Friday, December 19, 2014

UK: Robert Fisk wonders why Gaza war wasn't called "massacre of the innocents"


David Gosling, who was the principal of Edwardes College for four years until his return to Britain in 2010, believes that while individuals in the Pakistani army may wish for revenge after the Peshawar schoolchildren atrocity, the military may well now “soft-peddle their activities in Waziristan”. The Taliban, he says, “has always reacted to the army’s campaigns in Swat and Waziristan with bombs. 
(...) 
It may well be that the Taliban, knowing the dates of the American withdrawal in Afghanistan, now wishes to extend its power in Pakistan. More seriously, the greater the extension of Islamist rule in the Muslim Middle East – in Algeria and Libya, as well as in Syria, Iraq and Yemen, even in Lebanon – the more encouraged the Taliban becomes.
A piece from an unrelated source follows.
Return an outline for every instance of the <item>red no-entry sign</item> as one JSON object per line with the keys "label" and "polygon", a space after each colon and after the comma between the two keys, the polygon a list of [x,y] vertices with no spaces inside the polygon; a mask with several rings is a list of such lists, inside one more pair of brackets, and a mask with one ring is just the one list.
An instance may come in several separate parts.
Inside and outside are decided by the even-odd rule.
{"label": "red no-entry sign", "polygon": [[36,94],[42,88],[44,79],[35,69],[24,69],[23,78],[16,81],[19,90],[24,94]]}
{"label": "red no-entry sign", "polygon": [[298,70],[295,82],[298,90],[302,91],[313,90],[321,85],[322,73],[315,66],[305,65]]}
As Sunni Muslims, they have often inflicted enormous carnage on their fellow Shia citizens in Pakistan – although without the headlines devoted to yesterday’s massacre. 
“You must remember,” Gosling says, “how enraged people were with the Israeli attacks on Gaza this year. People in Pakistan were furious at the casualty toll – more than 2,000 people, many of them children.” 
Needless to say, the phrase “massacre of the innocents” was not used about those children.


No.  Not one journalist or politician referred to Israel's retaliatory attacks as a 'massacre'.  Certainly not one of innocents.